Water content and its intracellular distribution in intact and saline perfused rat hearts revisited.

Precise estimation of cellular water content is a necessary basis for quantitative studies of metabolic control in the heart; however, marked discrepancies in water spaces of heart tissue are found in the literature. Reasons for this wide diversity are analyzed, and the conclusion is that the most probable value of total intracellular water content is 615 ml H(2)O/kg of wet mass (wm) and intracellular content of dry substance is 189 g/kg wm in intact in vivo rat heart. An extracellular water of 174 ml per kg wm and 22 g of dry mass per kg wm in vascular and interstitium spaces account for the rest of the tissue mass. These values can be directly related to normoosmotic saline perfused hydrated hearts, characterized by water accumulation in the extracellular spaces. Due to essentially intact heart cells, the experimentally determined dry mass, water and metabolite contents of these hydrated hearts can be extrapolated to the original morphological configuration of an intact heart muscle before the onset of edema. Such an 'extrapolated' heart is defined as a standardized perfused heart (SPH). SPH is the heart in its original morphological configuration, characterized by cell density and cellular water contents of the intact heart, but with perfusate in the extracellular spaces.

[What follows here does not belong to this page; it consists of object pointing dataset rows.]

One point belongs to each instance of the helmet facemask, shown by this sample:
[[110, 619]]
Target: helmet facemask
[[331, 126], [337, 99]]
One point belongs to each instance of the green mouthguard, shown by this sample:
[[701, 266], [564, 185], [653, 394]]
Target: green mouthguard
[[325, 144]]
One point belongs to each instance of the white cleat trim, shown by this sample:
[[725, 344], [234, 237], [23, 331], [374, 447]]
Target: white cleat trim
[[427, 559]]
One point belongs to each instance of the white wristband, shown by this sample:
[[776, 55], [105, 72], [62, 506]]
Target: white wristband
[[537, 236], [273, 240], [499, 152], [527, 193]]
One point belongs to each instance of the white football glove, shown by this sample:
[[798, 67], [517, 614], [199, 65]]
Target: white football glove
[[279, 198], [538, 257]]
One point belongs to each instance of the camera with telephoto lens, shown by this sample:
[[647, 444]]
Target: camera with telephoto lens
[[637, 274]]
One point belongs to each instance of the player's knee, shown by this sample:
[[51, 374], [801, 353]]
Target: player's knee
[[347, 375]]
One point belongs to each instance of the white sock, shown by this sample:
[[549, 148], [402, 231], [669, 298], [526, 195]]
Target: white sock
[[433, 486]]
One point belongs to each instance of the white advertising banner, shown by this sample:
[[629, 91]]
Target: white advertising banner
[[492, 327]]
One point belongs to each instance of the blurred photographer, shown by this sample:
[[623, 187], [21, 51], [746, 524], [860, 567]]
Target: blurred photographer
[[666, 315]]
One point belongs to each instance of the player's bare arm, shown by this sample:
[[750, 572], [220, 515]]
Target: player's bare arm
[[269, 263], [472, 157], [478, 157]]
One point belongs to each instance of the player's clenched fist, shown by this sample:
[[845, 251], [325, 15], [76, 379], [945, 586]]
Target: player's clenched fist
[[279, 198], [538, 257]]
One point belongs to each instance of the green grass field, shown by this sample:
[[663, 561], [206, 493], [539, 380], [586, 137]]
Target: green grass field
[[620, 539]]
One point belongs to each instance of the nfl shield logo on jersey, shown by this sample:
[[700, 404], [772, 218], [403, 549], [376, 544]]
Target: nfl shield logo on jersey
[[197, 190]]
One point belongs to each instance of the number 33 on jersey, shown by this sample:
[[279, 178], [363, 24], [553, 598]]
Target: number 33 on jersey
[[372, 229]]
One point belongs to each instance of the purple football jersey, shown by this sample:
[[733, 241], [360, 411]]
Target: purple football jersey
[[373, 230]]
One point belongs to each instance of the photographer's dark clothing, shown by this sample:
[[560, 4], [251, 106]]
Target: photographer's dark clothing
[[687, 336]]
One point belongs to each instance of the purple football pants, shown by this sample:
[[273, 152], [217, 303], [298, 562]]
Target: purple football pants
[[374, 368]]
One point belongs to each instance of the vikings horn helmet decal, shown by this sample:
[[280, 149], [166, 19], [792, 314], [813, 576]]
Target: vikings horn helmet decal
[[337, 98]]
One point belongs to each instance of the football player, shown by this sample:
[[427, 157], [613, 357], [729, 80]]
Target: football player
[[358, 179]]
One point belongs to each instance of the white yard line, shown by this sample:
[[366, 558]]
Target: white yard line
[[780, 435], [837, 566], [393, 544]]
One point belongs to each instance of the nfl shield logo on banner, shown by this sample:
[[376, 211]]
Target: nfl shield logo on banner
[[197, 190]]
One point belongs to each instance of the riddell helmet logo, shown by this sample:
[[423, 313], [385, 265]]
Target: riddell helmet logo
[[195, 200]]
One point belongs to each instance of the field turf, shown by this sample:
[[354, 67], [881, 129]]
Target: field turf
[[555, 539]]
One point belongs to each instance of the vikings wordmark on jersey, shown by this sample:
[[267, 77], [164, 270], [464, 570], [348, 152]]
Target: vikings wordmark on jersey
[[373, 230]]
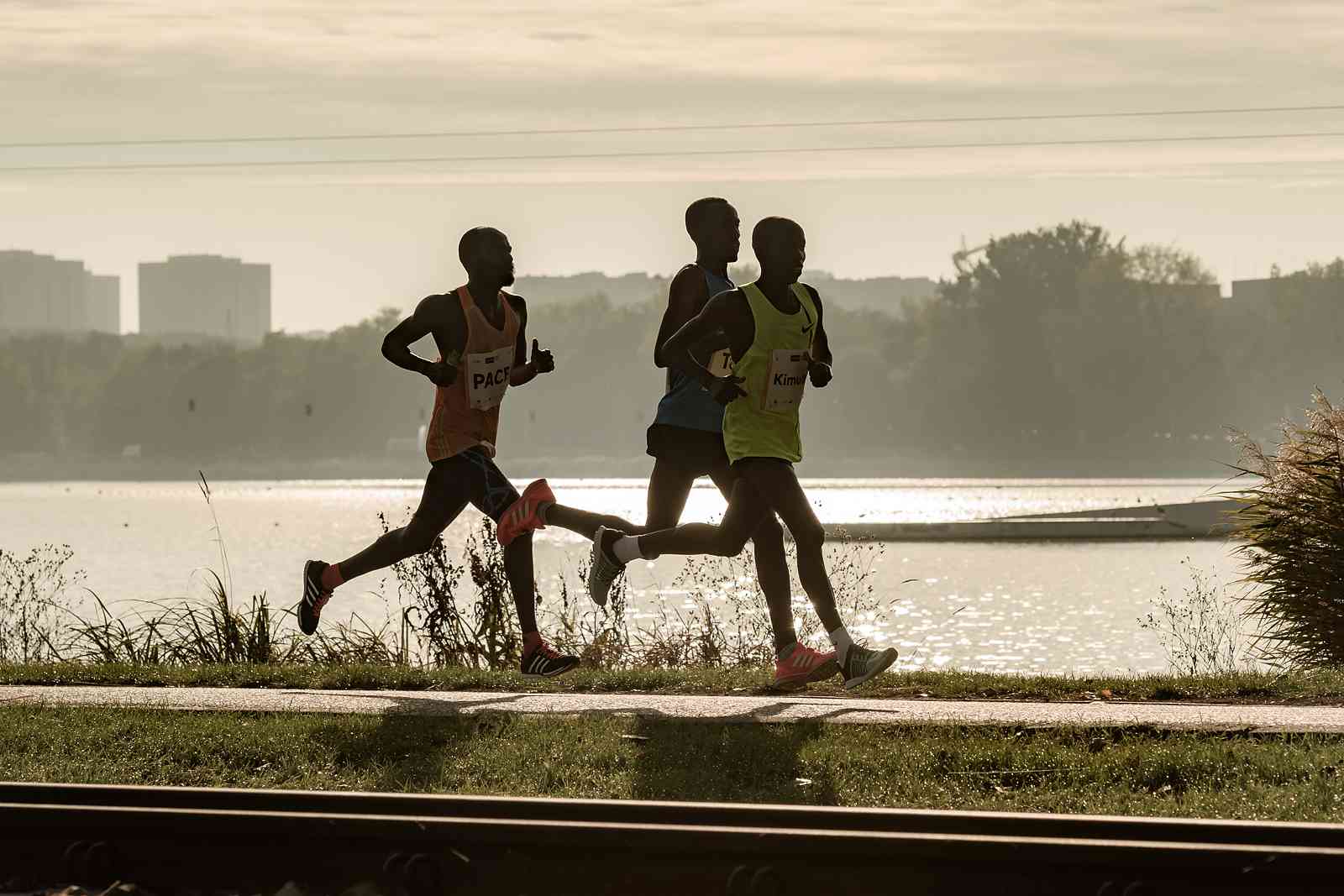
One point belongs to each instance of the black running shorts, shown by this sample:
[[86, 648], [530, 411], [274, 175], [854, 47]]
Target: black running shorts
[[692, 450], [468, 477]]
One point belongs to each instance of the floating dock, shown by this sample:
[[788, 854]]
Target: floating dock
[[1194, 520]]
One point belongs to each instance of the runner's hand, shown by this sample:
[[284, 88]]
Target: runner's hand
[[726, 389], [441, 372], [542, 359], [817, 371]]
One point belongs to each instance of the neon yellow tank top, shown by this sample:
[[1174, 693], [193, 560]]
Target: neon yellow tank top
[[765, 421]]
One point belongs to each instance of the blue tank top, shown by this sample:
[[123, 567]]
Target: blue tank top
[[685, 402]]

The total cellular water is distributed in the cell compartments of SPH and intact hearts according to volumes of particular compartments and density of their dry mass. The volumes of bulk water phases in different organelles, accessible to diffusion of low molecular metabolites, were obtained after corrections for the fraction of 'bound' water of 0.3 g per g of compartmental dry mass content. The diffusible water spaces are proposed to be 321, 55, 153, 21 and 8 ml/kg wm for myofibrils, sarcoplasm, mitochondria, sarcoplasmic reticulum and nuclei, respectively. The SPH model allows direct comparison of metabolic data for intact and perfused hearts. We used this model to analyze the penetration of extracellular marker into cells of intact and hydrated perfused rat hearts.